The Bureau of Meteorology had promised 0-1 mm of rain for the day, not enough to deter the thirty or so souls who ventured down to Phillip Island. But by the time we congregated at the Nobbies car park at 9.00am, we had already had five times that. At least we arrived with some sun to provide encouragement. But there was more rain to come.
The drive across Phillip Island was a bit of a slalom to avoid thousands of Cape Barren Geese grazing in pairs on the grass verges and meandering across the road. The Nobbies Centre, on Point Grant at the western tip of the island, reopened in 2007 after major repairs due to storm damage to the former Seal Rocks Sea Life Centre (and an expensive lawsuit with the State Government). The car park and extensive boardwalk provided spectacular views of the coastline and the adjoining Nobbies’ Round Island and to Seal Rocks further out to sea.
A few thousand Crested Terns and Silver Gulls were sitting on the rocks on Round Island, together with a single Great Cormorant, one Little Pied Cormorant and a Sooty Oystercatcher. Good eyes and steady binocular hands were needed to spot several large flocks of Short-tailed Shearwaters skimming the water a kilometer or two offshore – almost invisible. Closer to shore but up in the sky, a pair of Australian Gannets provided an aerial ballet, twisting and turning around each other on several flypasts with their long, flexible, bent wings. Kelp Gulls provided more frequent and closer flyovers. Meanwhile, on the ground, a couple of Little Penguins poked their noses out of their nesting boxes around the boardwalk to see who was making all the noise – just us!
After an hour or so, we motored on to stop two, Swan Lake, a couple of kms inland from the Nobbies. The only permanent freshwater lake on Phillip Island, Swan Lake was created as a Fauna Reserve in 1924 to protect the Short-tailed Shearwaters in their nesting burrows. The location offered a gentle walk through bushland leading to a raised boardwalk over sand dunes (with the Shearwater burrows), leading to two hides on the lake’s edge. The walk to the hides was just long enough to see lots of New Holland Honeyeaters and a couple of Whistling Kites, and for everyone to get properly soaked by the next light rainfall.
The low water level in the lake, normal for this time of year, provided plenty of water’s edge grazing for a few swamp wallabies, as well as Cape Barren Geese, Masked Lapwings, Black Swans, several types of duck, White Ibis, a White-faced Heron and a Black-fronted Dotterel. Many thought they positively identified a flock of Red-necked Stints, others were more doubtful – with limited visibility due to a land spit, it was mostly a matter of confidence (or faith).
But the find of the day was a Banded Lapwing 300 meters away, half the size of its numerous masked cousins and with an annoying habit of facing away from all the cameras and binoculars. It made up for the soaking on the way to the hides (and a third downpour while we were safely inside them).

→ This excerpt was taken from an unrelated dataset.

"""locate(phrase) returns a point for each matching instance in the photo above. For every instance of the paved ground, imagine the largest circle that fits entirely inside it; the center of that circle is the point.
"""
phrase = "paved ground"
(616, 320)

The walk back to Swan Lake car park was in warm sunshine and, for once, Grey Fantails did not dominate the bushland – Silvereyes did. Close encounters were provided as they flitted out of the scrub to feast on red berries on shrubs all along the boardwalk. A Swamp Harrier flew over, keeping an eye on us.
So, on to the Rhyll foreshore, where we regrouped for lunch, some welcome sun, a hot coffee from the local shops and a couple of Sea Eagles lazily circling overhead. A lone Royal Spoonbill provided a point of different on the shoreline amongst the Masked Lapwings and Silver Gulls.
After lunch and with continued sunshine for the rest of the day, we bypassed Rhyll inlet (another boardwalk) and headed inland to the Oswin Robert Reserve, about 5 km along the Rhyll-Newhaven Road. The Reserve is the last remaining remnant bushland on Phillip Island, offering eucalypt woodland and a variety of walking trails. Our short stroll found plenty more Silvereyes, some Thornbills (Brown, Striated, Buff-rumped? – hard to tell in the shadows), Red Wattlebirds and a pair of Galahs. And an echidna, who paid scant attention to the 30 or so passers-by as it wandered back and forth across the track several times.
The final stop for the day was Fisher’s wetland, just before the causeway over to Churchill Island. Our arrival caused a mass movement of birdlife to the middle and far side of lake, but not before a small group of Freckled Ducks had been spotted. The track and boardwalk around the wetlands provided the chance to get a little closer. Numerous ducks, coots, swamphens, ibis and other waterbirds provided plenty of shutter-fodder, while Welcome Swallows provided their usual aerobatics overhead. Yellow-faced Honeyeaters, Red Wattlebirds and Superb Fairy-wrens provided more challenging shots in the surrounding bushland.
A wonderful day, in spite of the early shower, and lots of variety – thanks to Peter and John V for coordinating another great day’s bird photography.